Warning Signs You or Your Boyfriend/Girlfriend Are Afraid to Get Married:
- Serial Committed Relationships — If your relationship history could best be described as an ongoing soap opera then I have news for you…Something is wrong with YOU! Anyone can blow off a few relationships gone bad but if you are continually in serial relationships that last longer than a year without talk of marriage and long term commitment it is time to fess up, confess and repent of your lack of maturity on the matter. Nobody should want to be or be with a “Peter Pan.”
- Sexual Promiscuity — If you are sexually active then you are “giving/getting the milk for free” and its time to stop. Such activity denies the sacredness of sex and relegates such to one of many “fun choices” for the weekend. Those waiting for marriage to have sex are more likely to be in pursuit of such so they might do things God’s way. Healthy sex is marital sex. Premarital sex is a sign of relational immaturity and a lack of serious desire for long term commitment.
- Dating Around — Nothing wrong with going to dinner and “figuring out” whether you are meant to spend time with someone but if you are “seriously dating” multiple people at once you have a problem with commitment. “The Bachelor” might be popular on television but no woman is looking for a gigolo in real life and you should have no desire to be one if you are serious about finding a wife. Ditto on the “bachlorette.” No man wants her for marriage.
- Friends with Benefits — If you have a “friend” of the opposite sex whom you hang out with, do holidays/birthdays with and on occasion call your “friend with benefits” then you are a cowardly “Peter Pan” in need of a kick in the backside. I have news for you partner, when you kiss a girl her heart is in what she is doing. YOU may be able to separate the physical from the emotional but most women simply aren’t built that way.
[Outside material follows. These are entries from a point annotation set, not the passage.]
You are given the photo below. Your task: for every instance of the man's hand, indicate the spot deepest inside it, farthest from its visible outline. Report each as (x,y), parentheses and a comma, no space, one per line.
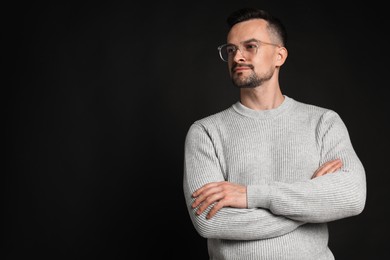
(224,194)
(227,194)
(328,167)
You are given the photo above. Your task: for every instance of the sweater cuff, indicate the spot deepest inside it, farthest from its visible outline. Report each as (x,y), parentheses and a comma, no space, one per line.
(258,196)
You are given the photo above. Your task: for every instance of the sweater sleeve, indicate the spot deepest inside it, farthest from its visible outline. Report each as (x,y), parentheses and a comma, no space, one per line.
(201,166)
(330,197)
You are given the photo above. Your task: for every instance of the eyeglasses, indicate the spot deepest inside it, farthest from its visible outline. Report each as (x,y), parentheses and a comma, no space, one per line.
(248,49)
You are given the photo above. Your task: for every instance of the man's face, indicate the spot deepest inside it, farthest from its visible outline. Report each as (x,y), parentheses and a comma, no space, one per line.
(251,69)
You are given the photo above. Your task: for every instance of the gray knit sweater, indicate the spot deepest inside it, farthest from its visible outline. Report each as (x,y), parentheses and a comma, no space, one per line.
(274,153)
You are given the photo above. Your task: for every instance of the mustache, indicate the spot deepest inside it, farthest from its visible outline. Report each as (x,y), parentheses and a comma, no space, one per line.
(235,65)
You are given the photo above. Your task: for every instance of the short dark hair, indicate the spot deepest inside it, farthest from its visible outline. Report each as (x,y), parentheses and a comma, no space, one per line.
(274,24)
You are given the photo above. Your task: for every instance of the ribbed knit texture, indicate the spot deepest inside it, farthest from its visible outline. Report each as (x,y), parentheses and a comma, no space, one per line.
(274,153)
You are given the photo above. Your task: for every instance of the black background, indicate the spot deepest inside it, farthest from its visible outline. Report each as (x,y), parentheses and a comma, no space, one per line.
(100,97)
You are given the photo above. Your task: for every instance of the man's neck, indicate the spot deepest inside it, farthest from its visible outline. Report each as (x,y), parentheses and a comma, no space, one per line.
(261,98)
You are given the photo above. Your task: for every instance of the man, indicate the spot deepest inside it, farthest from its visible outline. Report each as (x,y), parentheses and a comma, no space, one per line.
(263,177)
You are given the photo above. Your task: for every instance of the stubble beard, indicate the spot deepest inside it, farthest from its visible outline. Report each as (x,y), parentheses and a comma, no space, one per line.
(253,80)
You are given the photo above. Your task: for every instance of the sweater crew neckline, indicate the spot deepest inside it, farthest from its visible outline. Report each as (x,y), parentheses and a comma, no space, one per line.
(263,114)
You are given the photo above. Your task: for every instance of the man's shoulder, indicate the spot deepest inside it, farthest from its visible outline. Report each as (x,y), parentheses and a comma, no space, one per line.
(311,108)
(214,117)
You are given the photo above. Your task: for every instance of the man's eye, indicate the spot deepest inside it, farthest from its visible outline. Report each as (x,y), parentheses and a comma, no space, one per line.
(230,49)
(250,46)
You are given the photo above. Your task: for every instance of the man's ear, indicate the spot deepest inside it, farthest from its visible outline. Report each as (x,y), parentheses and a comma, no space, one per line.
(281,56)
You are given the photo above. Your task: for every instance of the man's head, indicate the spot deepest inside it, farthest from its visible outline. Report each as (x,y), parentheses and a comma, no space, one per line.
(255,48)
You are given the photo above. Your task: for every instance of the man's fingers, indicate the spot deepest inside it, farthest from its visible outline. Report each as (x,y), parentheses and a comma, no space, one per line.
(208,201)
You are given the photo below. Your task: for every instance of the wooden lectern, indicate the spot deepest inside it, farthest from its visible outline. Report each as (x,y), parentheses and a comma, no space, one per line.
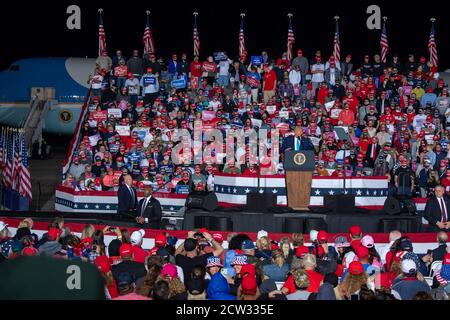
(299,167)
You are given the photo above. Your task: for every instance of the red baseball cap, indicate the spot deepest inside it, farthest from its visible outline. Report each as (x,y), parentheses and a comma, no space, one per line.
(160,240)
(355,230)
(125,250)
(362,252)
(102,262)
(322,236)
(301,250)
(356,268)
(446,259)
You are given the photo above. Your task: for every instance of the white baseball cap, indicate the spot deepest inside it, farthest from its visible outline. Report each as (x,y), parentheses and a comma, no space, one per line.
(408,266)
(136,236)
(313,235)
(262,233)
(3,225)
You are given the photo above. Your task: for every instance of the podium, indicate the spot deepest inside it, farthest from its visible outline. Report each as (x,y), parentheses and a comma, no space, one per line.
(299,167)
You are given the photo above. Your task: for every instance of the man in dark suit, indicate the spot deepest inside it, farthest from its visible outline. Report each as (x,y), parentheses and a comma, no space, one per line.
(127,196)
(439,253)
(372,152)
(436,211)
(297,142)
(149,210)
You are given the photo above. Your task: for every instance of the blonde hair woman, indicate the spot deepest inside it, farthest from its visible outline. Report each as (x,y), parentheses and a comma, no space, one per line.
(88,231)
(355,278)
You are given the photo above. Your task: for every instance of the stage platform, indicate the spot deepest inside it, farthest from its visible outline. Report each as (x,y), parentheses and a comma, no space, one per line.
(303,222)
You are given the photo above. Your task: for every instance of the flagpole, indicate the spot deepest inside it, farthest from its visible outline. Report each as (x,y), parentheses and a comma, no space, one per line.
(243,36)
(196,51)
(383,59)
(336,19)
(433,20)
(289,50)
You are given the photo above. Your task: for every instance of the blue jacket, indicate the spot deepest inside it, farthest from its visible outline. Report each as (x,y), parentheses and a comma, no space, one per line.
(218,288)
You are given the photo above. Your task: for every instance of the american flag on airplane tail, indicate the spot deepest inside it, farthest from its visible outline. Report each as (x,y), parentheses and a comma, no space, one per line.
(337,44)
(8,178)
(384,44)
(25,178)
(290,40)
(101,36)
(196,38)
(432,46)
(16,165)
(149,46)
(242,49)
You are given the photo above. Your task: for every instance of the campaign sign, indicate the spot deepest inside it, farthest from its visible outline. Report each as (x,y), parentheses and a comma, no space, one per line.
(149,81)
(208,115)
(334,114)
(123,130)
(116,113)
(284,114)
(100,116)
(182,189)
(257,60)
(220,56)
(256,123)
(179,83)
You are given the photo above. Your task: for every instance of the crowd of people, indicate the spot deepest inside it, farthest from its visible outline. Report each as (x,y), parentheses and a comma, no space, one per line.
(361,118)
(210,266)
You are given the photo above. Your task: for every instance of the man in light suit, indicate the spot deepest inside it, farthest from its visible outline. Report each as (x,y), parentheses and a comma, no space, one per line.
(297,142)
(149,210)
(127,196)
If you are with such a woman…run! If you are a woman giving these benefits stop hurting yourself and learn to value who you are in Christ! You deserve better!
- Cohabitation — If you are unmarried and living with someone you need to ask yourself the simple question, “Why?” Are you testing the waters to see if you really want to do life with this person? Are you allowing the person you are living with to do so? If the answer to either of these questions is “yes” then stop being a coward, grow some faith and trust God! You don’t know what this person is going to be like in 10 years and they don’t know what you will be like either. You are either meant for each other or not and God knows the answer to the question. So pray, seek Him, His answers and STOP leaning on your own understanding of things. Stop trying to control everything! And stop giving the milk for free!
No one wants to hurt themselves or anyone else yet single adults do so all the time in the illegitimate pursuit of legitimate needs. Its high time you pray, take a look at yourself and who you are spending your time with so that you might pursue the higher call of Christ on your life. Stop doing things your own way and start walking after God’s way of doing things. Stop dating punks, cowards and Peter Pan (and that is a message to women AND men) so you might find your ONE!